Lo studio Partner non è l’unica ricerca che dimostra questo concetto: “Possiamo pertanto affermare che chi è Hiv positivo, ma prende regolarmente la terapia e ha una viremia stabilmente soppressa può avere rapporti sessuali non protetti, sia eterosessuali che omosessuali, con partner sieronegativo, senza avere alcun rischio di infettarlo”, dice Antonella D’Arminio Monforte, uno dei quattro presidenti del congresso di Milano Icar 2019. “Questa notizia è direi rivoluzionaria perché le persone sieropositive in cura non sono più fonte di contagio e possono affrontare più serenamente la comunicazione della loro sieropositività con il proprio partner sessuale”, aggiunge.

Questo non implica che si possa abbassare la guardia, anche perché queste terapie non proteggono da altre malattie sessualmente trasmissibili. Tuttavia diventa possibile superare lo stigma e affrontare con paradigmi nuovi il tema della prevenzione dell’infezione e dello stop dell’epidemia. Il vero problema dunque non sono i soggetti con infezione da Hiv in terapia, che sarebbero oltre 100mila in Italia, bensì il cosiddetto “sommerso”, ossia coloro che sono infetti dal virus ma non ne sono consapevoli. Un numero di soggetti che nel nostro Paese si stima che ammonti a circa 15mila persone: costoro, oltre a essere un problema per se stessi, in quanto non diagnosticati e non in trattamento progrediscono verso la malattia, e sono un problema per la società, in quanto potenziale fonte inconsapevole di trasmissione.

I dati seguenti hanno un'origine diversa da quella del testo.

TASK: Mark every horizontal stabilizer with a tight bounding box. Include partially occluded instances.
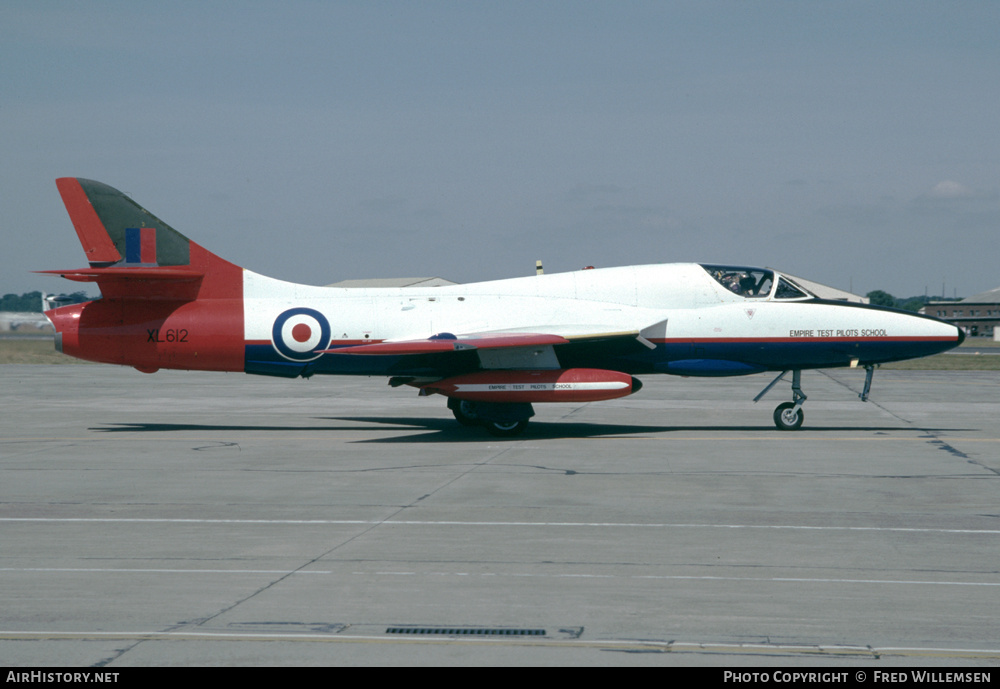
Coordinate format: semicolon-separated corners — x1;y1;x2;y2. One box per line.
34;266;205;282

In Italia siamo ben lontani dal sentirci al sicuro dall’Hiv. Anche se i nuovi casi di infezione da virus Hiv sono praticamente stabili in Italia, è invece allarme contagi tra i giovani probabilmente anche a causa di una preoccupante sottovalutazione dei rischi. Secondo i dati dell’Istituto superiore di sanità (Iss), nel 2017 in Italia sono state segnalate 3.443 nuove diagnosi di infezione da Hiv, pari a 5,7 nuovi casi per 100.000 residenti, un dato in linea con la media europea. L’incidenza maggiore di infezione da Hiv è nella fascia di età 25-29 anni. La maggioranza delle nuove diagnosi Hiv positive è attribuibile a rapporti sessuali non protetti: nel 45,8% dei casi si tratti di rapporti eterosessuali. E' in aumento, seppure di poco, il rischio nei giovanissimi fra i 15 e i 24 anni, fra i quali si registra anche la maggior proporzione di contagi nel sesso femminile. Sporadici invece sono nuovi casi di Hiv fra bambini: nel 2017 sono stati 14, due quattordicenni contagiati da rapporti eterosessuali e dodici neonati che hanno contratto l’infezione dalla madre straniera.